Paris: Zwei zwielichtige afrikanische Diplomaten machen sich über den schwarzen Taxifahrer lustig, bis der sie in einem ruhigen Wohnviertel einfach auf die Straße setzt. Sein nächster Fahrgast ist eine junge Blinde, die sich über seine Neugier lustig macht und sein Mitleid empörend findet, weil sie davon überzeugt ist, ihm überlegen zu sein. Nach dem Aussteigen hört sie, dass er (ihr nachglotzend) einen Unfall baut und schaut sehr zufrieden drein ... das eröffnet der Fantasie weiteren Spielraum.
Rom: Ein geschwätziger Taxifahrer (Benigni bedient ausgiebigst das Italiener-Klischee, aber er macht es so gut, dass man auch mal ein Klischee unterhaltsam finden kann) erzählt seinem Fahrgast, einem Pater, den er für einen Bischof hält, die Geschichte seiner sexuellen verirrsamen Entwicklung. Der Pater fühlt sich gezwungen zuzuhören, weil ihm der Fahrer sein Mitteilungsbedürfnis als Beichte verkauft, aber unter dem Ansturm der entsetzlichen Bekenntnisse (Sodomie, Homosexualität, Ehebruch!!!) erleidet der Geistliche einen Herzinfart. Die Leiche wird vom erschrockenen Taxifahrer auf einer einsamen Parkbank abgesetzt.

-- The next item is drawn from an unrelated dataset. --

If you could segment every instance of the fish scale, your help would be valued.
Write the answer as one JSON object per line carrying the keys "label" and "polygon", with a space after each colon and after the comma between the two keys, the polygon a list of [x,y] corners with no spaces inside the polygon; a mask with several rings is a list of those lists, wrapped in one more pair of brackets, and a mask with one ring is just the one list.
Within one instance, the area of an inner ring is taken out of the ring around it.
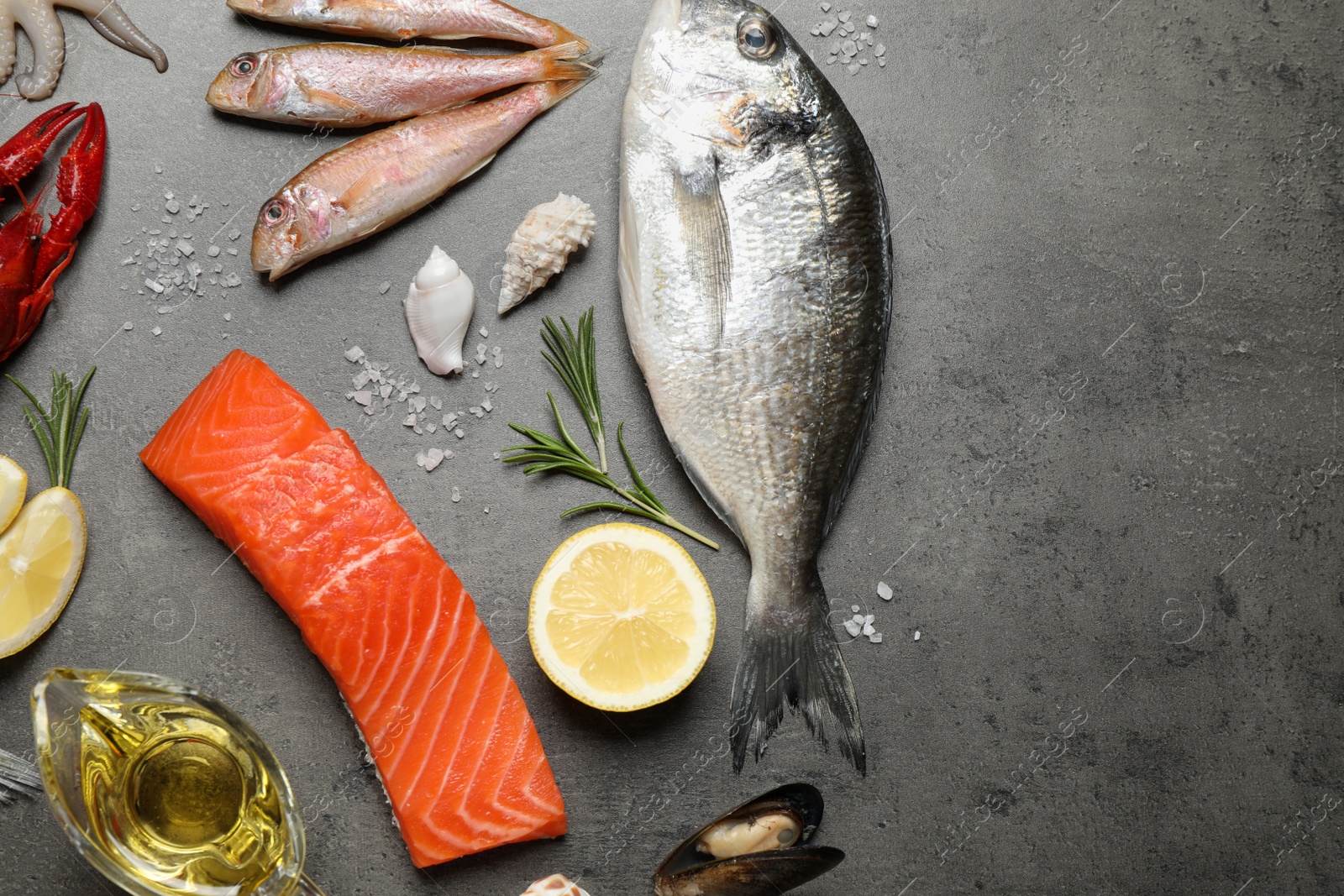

Helsinki: Ein Taxifahrer im verschneiten Helsinki nimmt drei betrunkene Fahrgäste auf. Einer der drei ist völlig hinüber, die zwei anderen erzählen, er habe seine Arbeit verloren, sein neues Auto sei von einem Unbekannten zu Schrott gefahren worden, seine minderjährige Tochter sei schwanger und seine Frau wolle ihn verlassen. Der Fahrer erzählt im Gegenzug die Geschichte der Frühgeburt seines einzigen Kindes, das in der Nacht gestorben ist, als der Vater nach wochenlangem Ringen sich entschlossen hat, das Kind trotz aller Angst doch zu lieben. Nun verwenden die beiden ihr Mitgefühl an den Fahrer, den Kumpel lassen sie nach dem Aussteigen ohne weiteres Interesse im Auto sitzen.

Die Szenen regen wie Kurzgeschichten zum Weiterfantasieren an. Was mir besonders gut gefallen hat, ist die Nicht-Synchronisation, auch in der Urfassung werden die Originalsprachen mit Untertiteln verwendet. Das gibt dem Film eine unschlagbare Authentizität.